Greenhouse gases linked to past African rainfall

New research demonstrates for the first time that an increase in greenhouse gas concentrations thousands of years ago was a key factor in causing substantially more rainfall in two major regions of Africa. The finding provides new evidence that the current increase in greenhouse gases will have an important impact on Africa’s future climate.

The study, led by the National Center for Atmospheric Research (NCAR), is being published this week in Science.

“The future impact of greenhouse gases on rainfall in Africa is a critical socioeconomic issue,” said NCAR scientist Bette Otto-Bliesner, the lead author. “Africa’s climate seems destined to change, with far-reaching implications for water resources and agriculture.”

The research drew on advanced supercomputer simulations and analyses of sediments and other records of past climate. It was funded by the National Science Foundation, which is NCAR’s sponsor, and the Department of Energy Office of Science.

-----A mysterious period of rain-----

Otto-Bliesner and her co-authors in the United States and China set out to understand the reasons behind dramatic climate shifts that took place in Africa thousands of years ago.

As the ice sheets that had covered large parts of North America and northern Europe started retreating from their maximum extent around 21,000 years ago, Africa’s climate responded in a way that has puzzled scientists. Following a long dry spell during the glacial maximum, the amount of rainfall in Africa abruptly increased, starting around 14,700 years ago and continuing until around 5,000 years ago. So intense was the cumulative rainfall, turning desert into grasslands and savannas, that scientists named the span the African Humid Period (AHP).

The puzzling part was why the same precipitation phenomenon occurred simultaneously in two well-separated regions, one north of the equator and one to the south. Previous studies had suggested that, in northern Africa, the AHP was triggered by a ~20,000-year cyclic wobble in Earth’s orbit that resulted in increased summertime heating north of the equator. (In contrast, the northern hemisphere today is closest to the Sun in winter rather than summer.) That summertime heating would have warmed the land in such a way as to strengthen the monsoon winds from the ocean and enhance rainfall.

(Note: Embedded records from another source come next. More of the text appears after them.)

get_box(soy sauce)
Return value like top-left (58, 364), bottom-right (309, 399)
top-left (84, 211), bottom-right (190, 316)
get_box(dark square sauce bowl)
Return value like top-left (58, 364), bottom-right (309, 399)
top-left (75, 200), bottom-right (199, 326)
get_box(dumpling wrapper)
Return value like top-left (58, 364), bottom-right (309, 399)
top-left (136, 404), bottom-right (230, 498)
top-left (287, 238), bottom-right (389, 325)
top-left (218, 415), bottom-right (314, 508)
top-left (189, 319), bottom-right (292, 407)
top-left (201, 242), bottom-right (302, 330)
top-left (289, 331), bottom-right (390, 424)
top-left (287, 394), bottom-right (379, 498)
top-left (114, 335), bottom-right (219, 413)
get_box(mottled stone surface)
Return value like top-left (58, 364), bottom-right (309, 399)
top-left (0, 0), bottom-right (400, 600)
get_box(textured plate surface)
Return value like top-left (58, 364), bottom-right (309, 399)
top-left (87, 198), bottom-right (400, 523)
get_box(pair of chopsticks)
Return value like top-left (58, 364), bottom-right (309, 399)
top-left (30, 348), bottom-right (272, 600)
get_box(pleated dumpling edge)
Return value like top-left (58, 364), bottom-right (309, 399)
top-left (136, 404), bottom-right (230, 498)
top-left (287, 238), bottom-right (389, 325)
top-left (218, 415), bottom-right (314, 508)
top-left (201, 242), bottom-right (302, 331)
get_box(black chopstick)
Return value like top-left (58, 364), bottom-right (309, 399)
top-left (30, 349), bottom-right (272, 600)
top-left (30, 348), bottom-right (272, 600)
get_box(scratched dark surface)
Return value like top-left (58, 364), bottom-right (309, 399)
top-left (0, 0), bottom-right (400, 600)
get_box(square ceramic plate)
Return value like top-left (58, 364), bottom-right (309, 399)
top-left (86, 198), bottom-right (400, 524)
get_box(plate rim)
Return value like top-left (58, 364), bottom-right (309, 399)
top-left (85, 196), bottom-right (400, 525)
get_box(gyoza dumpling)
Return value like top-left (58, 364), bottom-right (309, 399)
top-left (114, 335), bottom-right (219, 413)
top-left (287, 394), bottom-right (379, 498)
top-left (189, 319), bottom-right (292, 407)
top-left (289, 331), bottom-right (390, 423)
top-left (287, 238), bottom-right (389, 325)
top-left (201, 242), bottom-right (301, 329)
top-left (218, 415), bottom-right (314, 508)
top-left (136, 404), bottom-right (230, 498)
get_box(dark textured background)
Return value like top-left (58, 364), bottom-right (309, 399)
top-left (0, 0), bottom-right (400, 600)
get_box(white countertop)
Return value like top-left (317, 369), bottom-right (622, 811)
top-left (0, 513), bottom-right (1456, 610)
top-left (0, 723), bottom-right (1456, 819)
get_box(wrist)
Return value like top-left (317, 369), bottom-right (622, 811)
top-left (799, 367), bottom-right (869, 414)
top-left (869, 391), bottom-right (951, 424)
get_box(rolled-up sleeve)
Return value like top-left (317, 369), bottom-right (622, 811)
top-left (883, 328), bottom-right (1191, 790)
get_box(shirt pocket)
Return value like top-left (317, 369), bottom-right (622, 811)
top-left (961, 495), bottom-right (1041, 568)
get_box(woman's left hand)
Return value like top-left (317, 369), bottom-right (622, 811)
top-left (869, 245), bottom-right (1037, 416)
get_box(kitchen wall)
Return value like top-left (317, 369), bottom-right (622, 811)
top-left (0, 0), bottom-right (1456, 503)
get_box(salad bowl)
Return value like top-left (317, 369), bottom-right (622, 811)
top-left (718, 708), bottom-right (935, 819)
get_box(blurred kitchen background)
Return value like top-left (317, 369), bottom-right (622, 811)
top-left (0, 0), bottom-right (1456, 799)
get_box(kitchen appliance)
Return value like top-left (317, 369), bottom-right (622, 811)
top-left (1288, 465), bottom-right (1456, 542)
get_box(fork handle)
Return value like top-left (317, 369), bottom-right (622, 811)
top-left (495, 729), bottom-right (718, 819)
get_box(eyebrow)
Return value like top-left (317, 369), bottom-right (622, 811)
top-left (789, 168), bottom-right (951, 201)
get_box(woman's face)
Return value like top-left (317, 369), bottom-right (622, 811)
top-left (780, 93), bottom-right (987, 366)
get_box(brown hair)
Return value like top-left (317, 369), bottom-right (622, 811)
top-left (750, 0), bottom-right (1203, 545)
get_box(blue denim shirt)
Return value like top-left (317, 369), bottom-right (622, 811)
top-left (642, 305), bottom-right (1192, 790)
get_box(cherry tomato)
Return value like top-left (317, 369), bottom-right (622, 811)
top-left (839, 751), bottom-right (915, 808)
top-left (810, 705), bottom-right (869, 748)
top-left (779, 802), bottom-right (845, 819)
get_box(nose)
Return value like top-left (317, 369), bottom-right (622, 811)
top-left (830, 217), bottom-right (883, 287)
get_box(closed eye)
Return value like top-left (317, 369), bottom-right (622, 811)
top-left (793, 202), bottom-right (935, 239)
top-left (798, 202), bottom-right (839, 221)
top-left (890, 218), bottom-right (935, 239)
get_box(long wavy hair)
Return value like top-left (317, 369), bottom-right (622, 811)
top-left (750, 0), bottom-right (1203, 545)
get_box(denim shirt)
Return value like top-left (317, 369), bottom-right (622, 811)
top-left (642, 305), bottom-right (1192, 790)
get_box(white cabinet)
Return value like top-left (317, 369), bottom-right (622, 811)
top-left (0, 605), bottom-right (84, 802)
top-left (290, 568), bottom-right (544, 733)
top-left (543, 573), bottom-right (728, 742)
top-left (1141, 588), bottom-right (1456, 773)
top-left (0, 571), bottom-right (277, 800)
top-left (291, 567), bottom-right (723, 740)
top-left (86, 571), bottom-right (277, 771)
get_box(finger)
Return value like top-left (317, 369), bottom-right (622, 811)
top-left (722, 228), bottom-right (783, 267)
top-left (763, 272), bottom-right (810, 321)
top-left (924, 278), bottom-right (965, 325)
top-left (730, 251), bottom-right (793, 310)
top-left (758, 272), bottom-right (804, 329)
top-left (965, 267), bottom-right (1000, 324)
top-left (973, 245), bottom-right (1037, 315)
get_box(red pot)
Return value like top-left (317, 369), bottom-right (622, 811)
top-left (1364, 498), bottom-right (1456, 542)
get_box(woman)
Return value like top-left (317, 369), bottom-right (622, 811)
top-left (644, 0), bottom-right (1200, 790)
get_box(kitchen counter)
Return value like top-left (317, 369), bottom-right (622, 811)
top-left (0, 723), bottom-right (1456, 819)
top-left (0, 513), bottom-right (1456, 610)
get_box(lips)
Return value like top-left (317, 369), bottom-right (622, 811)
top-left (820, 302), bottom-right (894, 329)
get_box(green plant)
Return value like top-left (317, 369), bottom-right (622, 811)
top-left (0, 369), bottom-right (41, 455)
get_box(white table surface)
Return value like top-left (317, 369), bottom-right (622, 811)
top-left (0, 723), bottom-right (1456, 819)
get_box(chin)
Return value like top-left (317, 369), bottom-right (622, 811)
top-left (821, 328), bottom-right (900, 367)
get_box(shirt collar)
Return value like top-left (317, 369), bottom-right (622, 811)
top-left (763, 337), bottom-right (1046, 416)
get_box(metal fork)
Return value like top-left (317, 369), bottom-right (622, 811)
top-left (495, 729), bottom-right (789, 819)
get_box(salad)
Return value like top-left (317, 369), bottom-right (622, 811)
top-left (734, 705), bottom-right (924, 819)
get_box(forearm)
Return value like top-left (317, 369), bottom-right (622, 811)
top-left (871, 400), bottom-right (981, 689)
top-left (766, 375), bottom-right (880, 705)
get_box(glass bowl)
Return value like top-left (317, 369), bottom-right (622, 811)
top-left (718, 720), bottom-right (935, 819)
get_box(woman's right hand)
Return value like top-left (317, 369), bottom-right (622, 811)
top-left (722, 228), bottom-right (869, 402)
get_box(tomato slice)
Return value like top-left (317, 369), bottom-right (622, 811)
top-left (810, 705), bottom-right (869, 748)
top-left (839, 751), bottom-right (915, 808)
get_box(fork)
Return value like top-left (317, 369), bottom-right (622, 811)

But Otto-Bliesner said the orbital pattern alone would not explain the simultaneous onset of the AHP in southeastern equatorial Africa, south of the equator, since the wobble in Earth's orbit led to less summertime heating there rather than more. Instead, the study revealed the role of two other factors: a change in Atlantic Ocean circulation that rapidly boosted rainfall in the region, and a rise in greenhouse gas concentrations that helped enhance rainfall across a wide swath of Africa.

-----Tracing multiple causes of a wetter Africa-----

As Earth emerged from the last Ice Age, greenhouse gases, especially carbon dioxide and methane, increased significantly—reaching almost to pre-industrial levels by 11,000 years ago—for reasons that are not yet fully understood. It was, the authors note, the most recent time during which natural global warming was associated with increases in greenhouse gas concentrations. (Because of feedbacks between the two, greenhouse gas concentrations and global temperature often rise and fall together across climate history.)

The end of the last Ice Age also triggered an influx of fresh water into the ocean from melting ice sheets in North America and Scandinavia about 17,000 years ago. The fresh water interfered with a critical circulation pattern that transports heat and salinity northward through the Atlantic Ocean, much like a conveyer belt. The weakened circulation led to African precipitation shifting toward southernmost Africa, with rainfall suppressed in northern, equatorial, and east Africa.

When the ice sheets stopped melting, the circulation became stronger again, bringing precipitation back into southeastern equatorial and northern Africa. This change, coupled with the orbital shift and the warming by the increasing greenhouse gases, is what triggered the AHP.

To piece together the puzzle, the researchers drew on fossil pollen, evidence of former lake levels, and other proxy records indicating past moisture conditions. They focused their work on northern Africa (the present day Sahel region encompassing Niger, Chad, and also northern Nigeria) and southeastern equatorial Africa (the largely forested area of today’s eastern Democratic Republic of Congo, Rwanda, Burundi, and much of Tanzania and Kenya).

In addition to the proxy records, they simulated past climate with the NCAR-based Community Climate System Model, a powerful global climate model developed by a broad community of researchers and funded by the National Science Foundation and Department of Energy, and using supercomputers at the Oak Ridge National Laboratory.

By comparing the proxy records with the computer simulations, the study demonstrated that the climate model got the AHP right. This helps to validate its role in predicting how rising greenhouse gas concentrations might change rainfall patterns in a highly populated and vulnerable part of the world.

“Normally climate simulations cover perhaps a century or take a snapshot of past conditions,” Otto-Bliesner said. “A study like this one, dissecting why the climate evolved as it did over this intriguing 10,000-year period, was more than I thought I would ever see in my career.”